"It is Hugh! it is my boy! All day I have felt him come nearer, closer, but I thought it was only in spirit. Give me your hand; he must not find me idling. See, I am stronger already;" and Madam Oldys not only stood up, but walked toward the steps, barely leaning on the arm that Poppea stretched out to steady her, to be grasped the next moment by a strong pair of arms in an embrace that stifled her cry halfway and lifted her from her feet, while as Poppea tried to slip back, she found her hand held in the same grasp and a kiss fell squarely upon her lips.

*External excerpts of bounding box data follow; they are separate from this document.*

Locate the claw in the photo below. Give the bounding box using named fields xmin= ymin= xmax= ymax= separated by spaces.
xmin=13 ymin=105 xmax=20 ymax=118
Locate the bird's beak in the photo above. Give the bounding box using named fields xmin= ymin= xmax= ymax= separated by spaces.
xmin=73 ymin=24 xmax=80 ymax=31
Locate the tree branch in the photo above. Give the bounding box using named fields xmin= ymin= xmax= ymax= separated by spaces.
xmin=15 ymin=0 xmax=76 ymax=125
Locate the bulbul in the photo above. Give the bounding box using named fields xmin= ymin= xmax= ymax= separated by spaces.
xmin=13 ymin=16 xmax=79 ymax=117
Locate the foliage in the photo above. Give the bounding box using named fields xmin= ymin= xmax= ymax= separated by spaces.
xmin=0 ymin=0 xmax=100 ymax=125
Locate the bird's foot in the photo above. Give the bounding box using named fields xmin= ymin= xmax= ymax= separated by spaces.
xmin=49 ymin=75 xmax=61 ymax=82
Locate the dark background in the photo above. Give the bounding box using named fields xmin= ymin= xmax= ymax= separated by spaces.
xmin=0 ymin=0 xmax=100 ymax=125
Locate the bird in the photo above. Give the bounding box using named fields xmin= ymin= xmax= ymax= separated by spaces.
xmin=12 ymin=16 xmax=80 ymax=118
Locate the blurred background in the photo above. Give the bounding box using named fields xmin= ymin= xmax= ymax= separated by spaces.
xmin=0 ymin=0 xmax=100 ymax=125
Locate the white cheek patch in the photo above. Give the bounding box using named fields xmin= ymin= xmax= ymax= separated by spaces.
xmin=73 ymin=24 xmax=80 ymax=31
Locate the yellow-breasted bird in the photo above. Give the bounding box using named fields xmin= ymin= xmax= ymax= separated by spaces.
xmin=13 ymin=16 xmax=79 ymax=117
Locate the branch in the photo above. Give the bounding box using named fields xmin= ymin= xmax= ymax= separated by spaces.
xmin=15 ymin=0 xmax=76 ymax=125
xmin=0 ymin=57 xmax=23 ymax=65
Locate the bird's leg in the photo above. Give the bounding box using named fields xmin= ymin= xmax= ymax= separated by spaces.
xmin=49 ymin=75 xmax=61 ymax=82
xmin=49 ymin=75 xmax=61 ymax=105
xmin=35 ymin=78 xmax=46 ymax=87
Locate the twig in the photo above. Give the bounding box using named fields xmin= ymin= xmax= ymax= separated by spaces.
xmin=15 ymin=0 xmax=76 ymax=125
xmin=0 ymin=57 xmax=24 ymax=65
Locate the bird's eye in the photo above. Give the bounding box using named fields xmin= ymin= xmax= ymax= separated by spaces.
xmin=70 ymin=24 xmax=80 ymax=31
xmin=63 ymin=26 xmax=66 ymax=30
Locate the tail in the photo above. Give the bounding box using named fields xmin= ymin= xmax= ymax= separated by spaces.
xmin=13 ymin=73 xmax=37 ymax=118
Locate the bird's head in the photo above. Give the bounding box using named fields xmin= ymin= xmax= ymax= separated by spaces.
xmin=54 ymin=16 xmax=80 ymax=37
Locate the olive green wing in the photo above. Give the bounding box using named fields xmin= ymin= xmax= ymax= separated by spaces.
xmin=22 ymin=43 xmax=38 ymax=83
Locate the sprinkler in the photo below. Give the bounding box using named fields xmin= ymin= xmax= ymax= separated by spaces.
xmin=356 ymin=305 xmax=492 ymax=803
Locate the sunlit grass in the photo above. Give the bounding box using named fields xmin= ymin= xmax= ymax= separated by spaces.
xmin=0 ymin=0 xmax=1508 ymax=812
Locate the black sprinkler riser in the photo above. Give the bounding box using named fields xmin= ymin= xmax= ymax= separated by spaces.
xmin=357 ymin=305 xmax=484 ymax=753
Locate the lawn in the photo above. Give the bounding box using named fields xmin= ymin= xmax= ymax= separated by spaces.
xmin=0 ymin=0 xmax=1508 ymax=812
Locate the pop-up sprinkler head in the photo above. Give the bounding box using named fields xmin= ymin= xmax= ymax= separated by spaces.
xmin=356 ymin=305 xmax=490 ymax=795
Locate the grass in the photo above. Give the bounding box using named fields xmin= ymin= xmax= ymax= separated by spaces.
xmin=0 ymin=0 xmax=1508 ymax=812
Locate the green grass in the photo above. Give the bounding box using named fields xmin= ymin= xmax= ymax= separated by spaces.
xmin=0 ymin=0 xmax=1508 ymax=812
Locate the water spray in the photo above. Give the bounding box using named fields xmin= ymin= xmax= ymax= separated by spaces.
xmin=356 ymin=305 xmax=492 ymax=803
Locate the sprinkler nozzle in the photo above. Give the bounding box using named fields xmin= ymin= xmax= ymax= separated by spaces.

She did not blush then or separate the greeting in any way from the good-by of ten months before. But later, as they gathered about the supper table where Madam Oldys sat behind the tray, handling the chubby tea-caddy for the first time in months, and Poppea looked at Hugh as he attacked the "hasty hot dish" with a traveller's relish, she knew that he was and yet was not the same. The span of the months and distance had added immeasurably to the man, but the boy, the chum, the comrade, that he had been even throughout his college days, had vanished, and a hot color flushed her face up to her hair roots until she became so conscious of it that she put her hand up as though to shade her eyes from the light.
Before, Hugh Oldys had been clean shaven and slender for his height; now he was filled out without fleshiness, and a closely trimmed beard and crisp, clearly pencilled mustache gave a new masculinity to his face without in any way concealing the determined yet flexible lips or the nostril curve that told of nerves high strung but perfectly under the control of will.
Naturally it was Hugh who talked the most, his father putting brief questions and gazing in deep contentment at his wife, who, without expressing a shadow of the loneliness she must have felt or even asking Hugh why he had shortened his year by nearly three months, was reviving and expanding; a miracle under their very eyes, like the refreshment of a plant that, withered and famished, takes hold of life anew even at the breath of the wind that brings rain.
A year before, Poppea would have stayed on as a matter of course, one of the family group, but now she felt that on this precious evening the three should be alone together, and when Hugh went upstairs to change to a coat more suitable to the sultry night, she whispered a few words in Madam Oldys's ear about feeling quite rested and not being needed now for company; then with a nod to Mr. Oldys, finger on lips, slipped through the side hall where hung her hat and scarf, and thence through the garden gate into the depths of the June evening, where every bush held a flower in bud and every tree a sleeping bird.
The Oldyses saw nothing strange in her going, for she had always come and gone at will. Rather it was another proof of her thought of them, this silent understanding that three was company that night; besides, a half-mile walk alone on a street where each house kept watch over its neighbor, was a mere nothing to a village girl.
"Where is Poppea?" was Hugh's question on reëntering, his hands full of the trinkets of travel that he had pulled hastily from his grip. "Gone home? alone in the dark? why, Mother!" and dropping his burden in her lap, he went out the low French window and sprang over the piazza rail without turning the corner for the steps.
Mother and father, sitting side by side, exchanged glances and a hand pressure that revealed that they two recognized a change in Hugh, but that they were well content in the knowledge.
Poppea walked down the side road to the main street that passed the base of Quality Hill before she heard the rapid footsteps behind her that halted presently by her side. No word was spoken, but her hand was drawn through a muscular arm and held there fast. A year ago this might have happened without comment, but the arm was not the same, neither the hand that rested on it.
"What made you run away, Poppea? You never did before; that is, never but once."